LLM monitoring refers to watching how your model behaves when it's actually being used in production. Not just whether requests are completing and how long they take, but whether it's still giving good answers, staying on-topic, and behaving the way you expect, even as the surrounding code, prompts, or models change.
Monitoring sits on top of observability, which gives you raw visibility into the system, things like logs, traces, metadata, inputs, outputs. Monitoring is how you use that visibility: tracking behavior, measuring performance, and setting up alerts when something drifts or breaks.
This matters even more with LLMs, where behavior is unpredictable by design and the same question can give different answers. Without good monitoring, changes are hidden, and you won’t know why outputs shifted, when quality dropped, or whether the model is still safe and reliable in real-world use.
So monitoring isn’t just a nice-to-have, but is essential for keeping LLMs reliable, safe, and effective in production. In this article, we’ll explore what good LLM monitoring looks like, why it matters, and how you can go beyond surface metrics to actually understand your system.
We’ll also explore some top open source options, starting with Lilypad, our prompt engineering framework. Lilypad automatically traces and versions the full code context around every LLM call so you don’t just see what happened, but know why the model behaved the way it did.
Below are our preferred open source options:
What Metadata Can’t Tell You
Most LLM monitoring platforms focus on just tracking metadata (things like cost, latency, token usage, and inference time). These metrics are useful, especially for keeping tabs on performance and infrastructure costs. They also originate from deterministic systems, where if everything’s running fast and cheap, you can often assume the system is working correctly. After all, the same input always gives you the same output.
When systems are predictable, tracking system-level metrics is usually enough to figure out what went wrong. But large language models aren’t predictable. They’re sensitive and non-deterministic, which means that if you want to actually understand their behavior, you have to go deeper. Latency and token count tell you how the system performed, but not why a particular answer came out the way it did.
To monitor and improve model performance, you need LLM-specific metrics that help you identify the root cause of unexpected behavior. That includes accuracy, correctness, and relevance of outputs, plus hallucination detection. You also need detailed traces of what the model did: what tools it called, which steps it followed in agent workflows, or how, for example, it pulled in data from vector databases (in a RAG application).
Test results are also important. Which prompts, models, or techniques like prompt chaining performed best in systematic experiments? What were the trade-offs between speed, cost, and quality? What can you learn from real production data that can help you build better test sets for offline evaluations?
But even platforms that do support evaluating LLM responses often focus on the prompt alone, as if it were just a string that you version, tag, and test. The problem is, prompts don’t live in isolation. They’re embedded in real code, shaped by control flow, string construction, helper functions, parameters, and model settings, which all influence the final output. When something goes wrong, it’s not enough to know what prompt was used, but how it was used.
That’s why effective LLM monitoring captures the entire context of the call, because if you want to explain the root cause of a weird output, reproduce a bug, or compare two strategies side-by-side, you need to be able to rerun the exact version of the function that produced it; not just the prompt, but everything that shaped the call.

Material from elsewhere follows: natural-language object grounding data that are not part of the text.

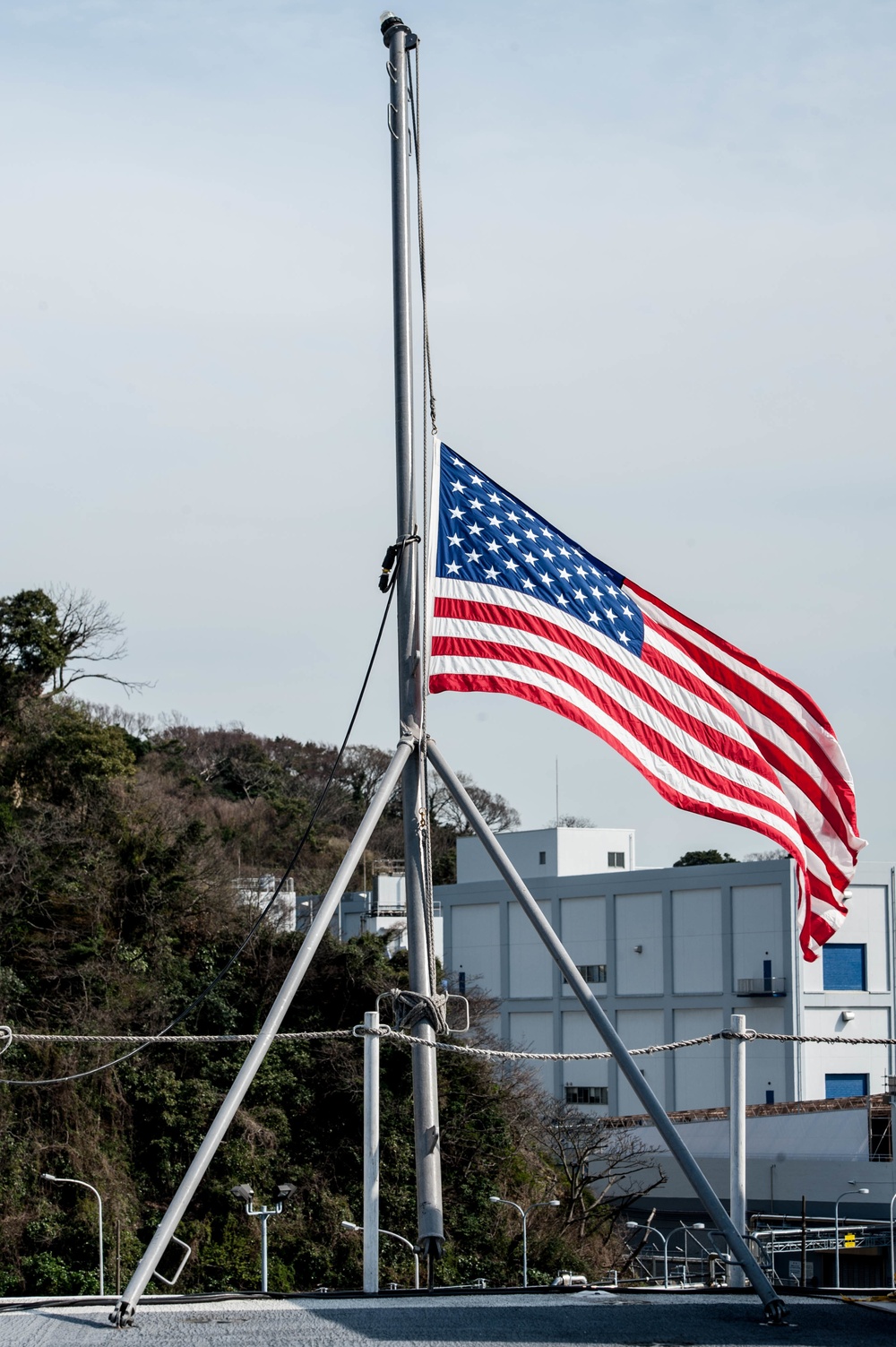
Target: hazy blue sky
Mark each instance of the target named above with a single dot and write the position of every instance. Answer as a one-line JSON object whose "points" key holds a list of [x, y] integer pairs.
{"points": [[663, 311]]}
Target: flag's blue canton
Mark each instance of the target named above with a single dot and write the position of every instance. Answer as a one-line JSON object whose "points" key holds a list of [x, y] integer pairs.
{"points": [[489, 536]]}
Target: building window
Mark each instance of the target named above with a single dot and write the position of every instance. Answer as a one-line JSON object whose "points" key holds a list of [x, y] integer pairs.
{"points": [[880, 1135], [844, 967], [845, 1084], [586, 1094]]}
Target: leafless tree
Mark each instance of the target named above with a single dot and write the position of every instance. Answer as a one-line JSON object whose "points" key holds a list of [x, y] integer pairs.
{"points": [[604, 1168], [90, 635], [496, 811]]}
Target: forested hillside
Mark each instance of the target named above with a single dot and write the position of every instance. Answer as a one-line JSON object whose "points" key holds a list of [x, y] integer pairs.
{"points": [[119, 846]]}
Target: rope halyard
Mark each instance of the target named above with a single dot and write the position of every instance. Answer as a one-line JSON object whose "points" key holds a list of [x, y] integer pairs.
{"points": [[419, 1007]]}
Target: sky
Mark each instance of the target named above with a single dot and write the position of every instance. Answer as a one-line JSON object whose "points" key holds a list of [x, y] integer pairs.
{"points": [[663, 311]]}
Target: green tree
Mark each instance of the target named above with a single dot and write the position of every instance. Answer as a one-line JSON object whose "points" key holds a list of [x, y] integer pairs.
{"points": [[706, 859]]}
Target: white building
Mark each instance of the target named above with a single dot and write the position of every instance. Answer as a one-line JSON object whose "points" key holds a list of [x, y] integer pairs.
{"points": [[674, 953], [256, 891], [382, 911]]}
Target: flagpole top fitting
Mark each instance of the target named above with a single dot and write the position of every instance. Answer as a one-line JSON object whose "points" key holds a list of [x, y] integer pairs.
{"points": [[390, 23]]}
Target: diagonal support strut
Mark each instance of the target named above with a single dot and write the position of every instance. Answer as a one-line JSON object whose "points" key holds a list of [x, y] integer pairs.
{"points": [[123, 1314], [775, 1308]]}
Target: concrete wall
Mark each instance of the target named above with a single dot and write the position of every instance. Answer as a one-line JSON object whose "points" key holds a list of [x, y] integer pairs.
{"points": [[787, 1156]]}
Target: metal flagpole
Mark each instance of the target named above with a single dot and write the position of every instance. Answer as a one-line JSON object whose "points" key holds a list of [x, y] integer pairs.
{"points": [[125, 1311], [775, 1308], [737, 1132], [371, 1219], [399, 39]]}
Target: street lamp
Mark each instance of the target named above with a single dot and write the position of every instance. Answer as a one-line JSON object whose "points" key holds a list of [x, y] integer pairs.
{"points": [[697, 1224], [246, 1194], [524, 1213], [82, 1184], [651, 1230], [349, 1224], [848, 1194]]}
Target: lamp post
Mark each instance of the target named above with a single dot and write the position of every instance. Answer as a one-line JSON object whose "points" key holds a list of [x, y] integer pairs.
{"points": [[82, 1184], [651, 1230], [246, 1195], [698, 1224], [524, 1213], [848, 1194], [349, 1224]]}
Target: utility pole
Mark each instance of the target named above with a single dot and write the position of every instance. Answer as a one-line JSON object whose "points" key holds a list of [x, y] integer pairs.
{"points": [[737, 1148], [401, 40]]}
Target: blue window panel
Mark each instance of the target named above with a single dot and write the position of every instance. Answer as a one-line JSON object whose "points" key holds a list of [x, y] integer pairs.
{"points": [[845, 1086], [844, 967]]}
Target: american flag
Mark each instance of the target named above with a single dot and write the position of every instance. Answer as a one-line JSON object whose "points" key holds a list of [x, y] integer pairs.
{"points": [[519, 608]]}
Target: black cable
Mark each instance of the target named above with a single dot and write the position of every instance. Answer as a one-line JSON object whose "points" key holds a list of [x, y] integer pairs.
{"points": [[401, 544]]}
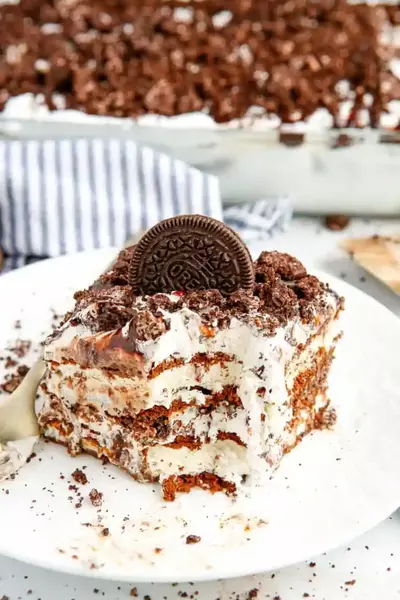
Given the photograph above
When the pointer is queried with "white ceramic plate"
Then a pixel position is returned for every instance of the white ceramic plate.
(331, 488)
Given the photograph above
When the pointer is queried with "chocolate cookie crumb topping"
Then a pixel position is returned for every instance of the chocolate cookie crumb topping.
(190, 252)
(286, 266)
(79, 476)
(193, 539)
(337, 222)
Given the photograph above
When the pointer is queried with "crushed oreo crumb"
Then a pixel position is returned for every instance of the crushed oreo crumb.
(96, 497)
(282, 290)
(79, 476)
(193, 539)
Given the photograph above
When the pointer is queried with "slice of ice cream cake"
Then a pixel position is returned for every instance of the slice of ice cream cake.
(193, 387)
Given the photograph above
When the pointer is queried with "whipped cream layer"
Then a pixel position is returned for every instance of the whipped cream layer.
(94, 403)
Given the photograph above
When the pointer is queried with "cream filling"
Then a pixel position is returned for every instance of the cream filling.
(225, 458)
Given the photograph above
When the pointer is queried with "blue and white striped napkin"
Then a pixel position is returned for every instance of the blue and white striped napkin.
(65, 196)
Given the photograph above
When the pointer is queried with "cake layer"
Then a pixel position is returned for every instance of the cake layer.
(193, 389)
(281, 63)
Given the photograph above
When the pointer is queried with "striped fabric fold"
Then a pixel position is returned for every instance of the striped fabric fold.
(65, 196)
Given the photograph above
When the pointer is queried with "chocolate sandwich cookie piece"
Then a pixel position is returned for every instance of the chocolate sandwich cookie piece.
(190, 252)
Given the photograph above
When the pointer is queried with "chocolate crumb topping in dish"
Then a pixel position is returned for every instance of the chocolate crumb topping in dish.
(190, 252)
(204, 388)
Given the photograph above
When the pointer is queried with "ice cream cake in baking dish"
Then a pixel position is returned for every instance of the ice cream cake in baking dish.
(189, 364)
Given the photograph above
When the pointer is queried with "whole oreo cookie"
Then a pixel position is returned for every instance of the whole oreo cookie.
(190, 252)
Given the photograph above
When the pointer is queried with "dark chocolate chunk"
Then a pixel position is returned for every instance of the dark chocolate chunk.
(337, 222)
(190, 252)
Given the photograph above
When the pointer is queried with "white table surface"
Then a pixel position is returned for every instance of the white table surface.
(367, 569)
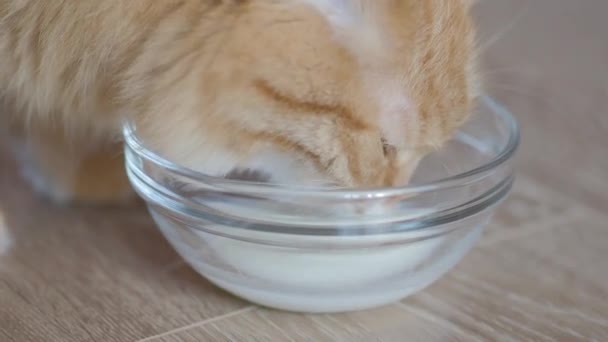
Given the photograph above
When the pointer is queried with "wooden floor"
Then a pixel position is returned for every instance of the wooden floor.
(539, 274)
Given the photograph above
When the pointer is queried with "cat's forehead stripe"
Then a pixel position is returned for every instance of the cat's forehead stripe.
(355, 23)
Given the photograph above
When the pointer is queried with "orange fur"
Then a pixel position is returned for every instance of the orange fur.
(327, 85)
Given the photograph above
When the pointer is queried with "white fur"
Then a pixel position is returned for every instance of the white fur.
(356, 24)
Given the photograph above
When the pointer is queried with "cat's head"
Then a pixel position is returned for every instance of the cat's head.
(348, 92)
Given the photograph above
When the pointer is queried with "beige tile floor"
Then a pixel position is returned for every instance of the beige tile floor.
(539, 274)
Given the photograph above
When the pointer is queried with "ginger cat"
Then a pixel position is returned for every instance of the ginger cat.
(346, 92)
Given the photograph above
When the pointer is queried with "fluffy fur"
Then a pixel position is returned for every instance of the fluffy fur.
(347, 92)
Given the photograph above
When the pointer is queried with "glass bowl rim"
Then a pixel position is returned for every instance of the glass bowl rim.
(506, 152)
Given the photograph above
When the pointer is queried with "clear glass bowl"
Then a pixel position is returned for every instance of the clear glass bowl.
(302, 250)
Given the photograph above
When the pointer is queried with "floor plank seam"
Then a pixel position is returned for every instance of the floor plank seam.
(199, 324)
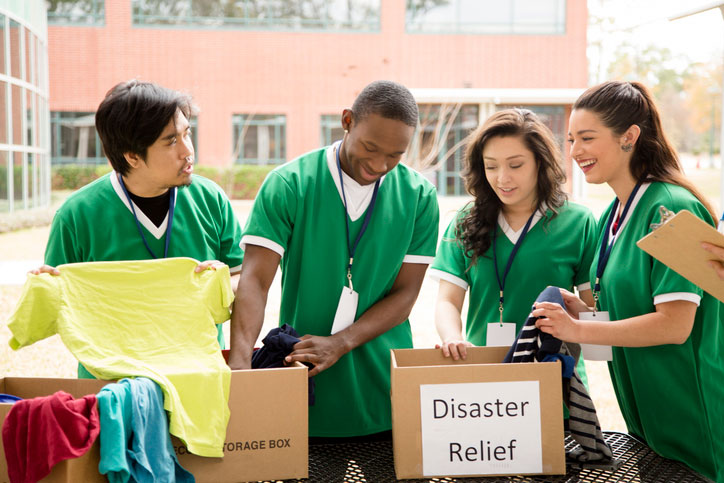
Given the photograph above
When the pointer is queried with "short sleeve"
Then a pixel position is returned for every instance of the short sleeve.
(272, 216)
(450, 261)
(62, 246)
(665, 282)
(424, 235)
(588, 239)
(36, 314)
(230, 236)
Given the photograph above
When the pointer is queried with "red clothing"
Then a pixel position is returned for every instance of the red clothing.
(40, 432)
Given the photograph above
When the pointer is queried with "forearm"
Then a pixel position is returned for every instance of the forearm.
(448, 322)
(650, 329)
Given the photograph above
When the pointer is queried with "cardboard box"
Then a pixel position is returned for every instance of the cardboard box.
(267, 435)
(476, 417)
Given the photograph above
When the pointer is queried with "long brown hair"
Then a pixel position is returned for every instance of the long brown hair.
(475, 228)
(619, 105)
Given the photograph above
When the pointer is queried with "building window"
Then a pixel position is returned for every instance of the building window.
(295, 15)
(259, 138)
(507, 17)
(76, 12)
(332, 131)
(24, 160)
(74, 138)
(439, 142)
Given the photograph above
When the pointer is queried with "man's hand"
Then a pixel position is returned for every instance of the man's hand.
(321, 352)
(45, 269)
(209, 264)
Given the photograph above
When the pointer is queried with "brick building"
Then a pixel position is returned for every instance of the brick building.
(271, 77)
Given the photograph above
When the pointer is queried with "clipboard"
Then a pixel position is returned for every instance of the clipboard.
(677, 244)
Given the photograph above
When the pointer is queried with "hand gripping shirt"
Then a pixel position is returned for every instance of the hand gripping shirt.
(95, 224)
(151, 318)
(299, 214)
(670, 395)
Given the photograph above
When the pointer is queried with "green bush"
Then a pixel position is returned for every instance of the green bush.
(239, 181)
(74, 176)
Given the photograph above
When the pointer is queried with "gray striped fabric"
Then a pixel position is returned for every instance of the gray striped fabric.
(533, 345)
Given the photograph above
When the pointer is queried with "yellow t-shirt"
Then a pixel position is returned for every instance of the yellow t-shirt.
(150, 318)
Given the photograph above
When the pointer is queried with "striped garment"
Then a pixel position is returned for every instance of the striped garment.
(532, 345)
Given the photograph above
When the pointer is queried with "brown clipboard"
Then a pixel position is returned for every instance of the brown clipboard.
(677, 244)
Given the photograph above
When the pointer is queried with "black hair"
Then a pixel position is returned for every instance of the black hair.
(387, 99)
(132, 117)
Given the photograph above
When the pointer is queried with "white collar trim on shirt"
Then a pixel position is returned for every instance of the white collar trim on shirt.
(156, 231)
(358, 196)
(514, 235)
(631, 209)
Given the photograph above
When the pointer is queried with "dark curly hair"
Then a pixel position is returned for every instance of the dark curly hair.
(619, 105)
(475, 228)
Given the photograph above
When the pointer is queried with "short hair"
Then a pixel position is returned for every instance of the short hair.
(132, 117)
(387, 99)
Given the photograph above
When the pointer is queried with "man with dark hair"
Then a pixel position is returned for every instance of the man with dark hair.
(345, 218)
(150, 205)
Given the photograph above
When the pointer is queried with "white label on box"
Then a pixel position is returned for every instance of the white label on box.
(482, 428)
(595, 352)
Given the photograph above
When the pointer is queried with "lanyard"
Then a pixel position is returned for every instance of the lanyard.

To help you monitor and improve large language models with the clarity needed, below are six LLM observability tools that are open source and that trace behavior, capture context, and support systematic evaluation.
LLM Monitoring Tools That Are Open Source and Free
1. Lilypad: Captures the Why Behind LLM Outputs
Lilypad is an open source framework built for tracking, debugging, and optimizing LLM applications, letting developers run their LLM workflows with the same insight, traceability, and reliability they’re used to when working with traditional software.
Instead of treating prompt engineering like trial and error, Lilypad treats it as an optimization problem by capturing the full code context around every LLM call, versioning changes automatically, and providing tools to evaluate, compare, and improve outputs in a systematic, repeatable way.
Lilypad also captures surface-level metrics, like the latency of every span. For spans that involve LLM API calls, it logs the cost of the call and gives you visibility into token usage, making it easier to track performance over time.
Versioning LLM Calls with Full Context
To start tracking standard metadata about every LLM API call, like latency, cost, token usage, and inputs, you add the line lilypad.configure(auto_llm=True)
to your code.
Lilypad uses the OpenTelemetry Gen AI spec to produce a full record of the model’s execution path. If your code is already instrumented with OpenTelemetry, it works with Lilypad automatically (no changes needed). So if you make a call to Google’s Gemini API, for instance, that call shows up in your Lilypad project as a detailed span.
from google.genai import Client
import lilypad
lilypad.configure(auto_llm=True)
client = Client()
question = "What is the capital of France?"
response = client.models.generate_content(
model="gemini-2.0-flash-001",
contents=f"Answer this question: {question}",
)
print(response.text)
# > The capital of France is Paris.
But system-level metrics only tell part of the story. To truly understand why an LLM produced a certain response (or behaved unexpectedly) you need to trace what happened inside the call itself, not just around it.
Lilypad lets you trace the full context of a prompt by recommending you encapsulate the following in a Python function:
- The prompt text or template.
- Input arguments, including all inputs that go into a call, such as the user query, chat history, and desired response length.
- Model settings, like provider, version,
temperature
, ortop-p
. - Helper functions or classes, such as any user-defined functions or classes within the LLM function’s scope.
- Pre- and post-processing logic, like how inputs are prepared and how outputs are parsed or validated.
- Control flow and logic, such as the code structure and any logic that affects the LLM’s behavior.
- Structured return types, such as Pydantic models, which are tracked as new versions when changed.
This gives you a full snapshot of the code context behind outputs, which in turn helps reproduce results and understand how changes impact model performance.
Once your function is set up, you then decorate it with @lilypad.trace(versioning="automatic")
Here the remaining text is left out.